Located at 54 Prince Street, the site will open on 10 June and will be YFM Equity Partners-backed group’s seventh café in the city. It also operates a staff café within energy company Ovo’s offices in Bristol.

Griff Holland, co-founder, told MCA the site was in historic area of Bristol, “and feels like it’s the real centre of the city”. “The square is used throughout the year for various events and festivals, so it’s a great spot, and it’s also surrounded by lots of our target customers – KPMG, lots of solicitors, accountants are all based around there for example,” he said.

“We felt it was far enough away from both Victoria Street and our site in Harbourside to warrant putting a new store there,” he added.

He said while the offering will be much the same as its other cafes, its weekend menu would be more aligned with its Park Street store, with an extended breakfast and brunch menu.

“In the weekdays people are in a rush and quick service is key, but at the weekends they have got a bit more time on their hands, so we are going to expand the breakfast menu and do a larger brunch menu and we are working on some recipe ideas at the moment,” he said.

In terms of further expansion this year, Holland said Friska was “always looking for good sites”, with Bristol and Manchester still the focus. “We are really like Leeds and we have been to Glasgow and Edinburgh – we are looking for buzzy cosmopolitan cities where are quick-service food and coffee will be well received,” he said.

Holland said trading had been a bit sluggish at the beginning of the year, but that it was now picking up with the warmer weather, with iced coffees and smoothies boosting afternoon trade.

He said its new sandwich range was performing well and it would be launching a new range of summer salads soon.

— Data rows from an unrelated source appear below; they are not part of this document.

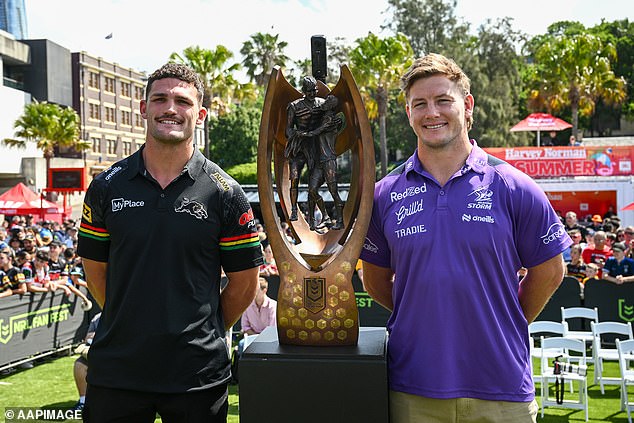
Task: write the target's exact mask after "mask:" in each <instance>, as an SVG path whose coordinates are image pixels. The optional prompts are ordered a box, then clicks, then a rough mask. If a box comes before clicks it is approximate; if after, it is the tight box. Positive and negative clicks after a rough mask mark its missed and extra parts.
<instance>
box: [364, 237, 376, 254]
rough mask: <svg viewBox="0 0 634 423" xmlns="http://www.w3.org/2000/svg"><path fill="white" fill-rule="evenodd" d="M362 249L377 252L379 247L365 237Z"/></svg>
mask: <svg viewBox="0 0 634 423" xmlns="http://www.w3.org/2000/svg"><path fill="white" fill-rule="evenodd" d="M363 249H364V250H368V251H369V252H371V253H378V252H379V247H377V246H376V244H375V243H374V242H372V241H370V240H369V239H368V238H366V239H365V243H364V244H363Z"/></svg>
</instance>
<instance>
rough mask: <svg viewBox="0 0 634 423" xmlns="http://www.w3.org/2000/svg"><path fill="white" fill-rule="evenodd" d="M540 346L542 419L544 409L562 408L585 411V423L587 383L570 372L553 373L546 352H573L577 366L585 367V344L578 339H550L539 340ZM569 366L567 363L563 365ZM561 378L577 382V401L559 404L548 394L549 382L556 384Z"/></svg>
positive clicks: (568, 400)
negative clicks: (540, 355)
mask: <svg viewBox="0 0 634 423" xmlns="http://www.w3.org/2000/svg"><path fill="white" fill-rule="evenodd" d="M541 345H542V360H541V364H542V372H541V376H542V384H541V409H542V413H541V414H542V417H544V408H545V407H563V408H572V409H575V410H585V416H586V421H588V383H587V380H586V376H585V375H580V374H578V373H575V372H571V371H565V370H564V371H562V372H561V374H555V373H554V367H551V366H550V363H549V357H548V352H549V350H555V351H557V350H561V349H564V350H566V351H568V353H572V352H575V353H577V354H579V356H578V357H577V358H578V359H579V366H584V367H585V365H586V346H585V342H584V341H581V340H579V339H572V338H564V337H552V338H544V337H542V338H541ZM565 364H567V365H568V366H570V364H569V363H565ZM561 377H563V379H564V381H572V382H577V383H578V384H579V394H578V399H577V400H570V399H568V400H566V399H564V400H563V401H562V402H561V403H559V402H557V399H553V398H551V397H550V396H549V394H548V387H549V383H550V382H551V381H554V382H556V381H557V379H558V378H561ZM560 389H561V391H560V392H561V394H562V395H563V391H564V388H563V383H562V384H561V388H560Z"/></svg>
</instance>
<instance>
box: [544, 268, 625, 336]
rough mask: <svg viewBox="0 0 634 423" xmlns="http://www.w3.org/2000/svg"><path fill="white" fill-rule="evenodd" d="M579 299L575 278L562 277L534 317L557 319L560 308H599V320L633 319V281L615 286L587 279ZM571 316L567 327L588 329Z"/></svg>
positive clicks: (578, 285) (567, 276)
mask: <svg viewBox="0 0 634 423" xmlns="http://www.w3.org/2000/svg"><path fill="white" fill-rule="evenodd" d="M584 291H585V292H584V297H585V298H584V299H582V298H581V296H580V293H581V290H580V287H579V282H578V281H577V279H575V278H573V277H570V276H566V277H565V278H564V280H563V282H562V283H561V285H560V286H559V288H558V289H557V291H555V293H554V294H553V296H552V297H551V299H550V300H549V301H548V303H546V306H545V307H544V309H543V310H542V312H541V313H540V314H539V316H537V319H536V320H553V321H560V320H561V307H588V308H594V307H597V308H598V309H599V316H601V321H606V322H621V323H627V322H634V284H631V283H624V284H623V285H616V284H613V283H611V282H606V281H604V280H599V279H596V280H590V281H588V282H587V283H586V285H585V288H584ZM576 320H577V319H572V320H571V321H569V322H568V324H569V325H570V328H569V329H570V330H590V327H589V326H588V327H583V326H582V325H583V322H581V321H576Z"/></svg>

It has also been doing a lot of work around boosting its sustainability credentials is now selling its teak cups at cost price, as well as investigating options for using teak cutlery. “People are using it every day, so having a more sustainable approach to cutlery would be really good,” he said.

“I’m doing a lot of research into ways we can reduce our environmental impact, by introducing new products within that teak range that people can reuse,” he said. In the early days he said its green initiatives were developed off its own back, but Holland says that since the screening of programmes like the BBC’s Blue Planet customers are increasingly vocal about the use of disposable materials, specifically plastic, within QSR environments. “It’s a real challenge, I don’t think there is an easy option as everything has its pros and cons,” he added.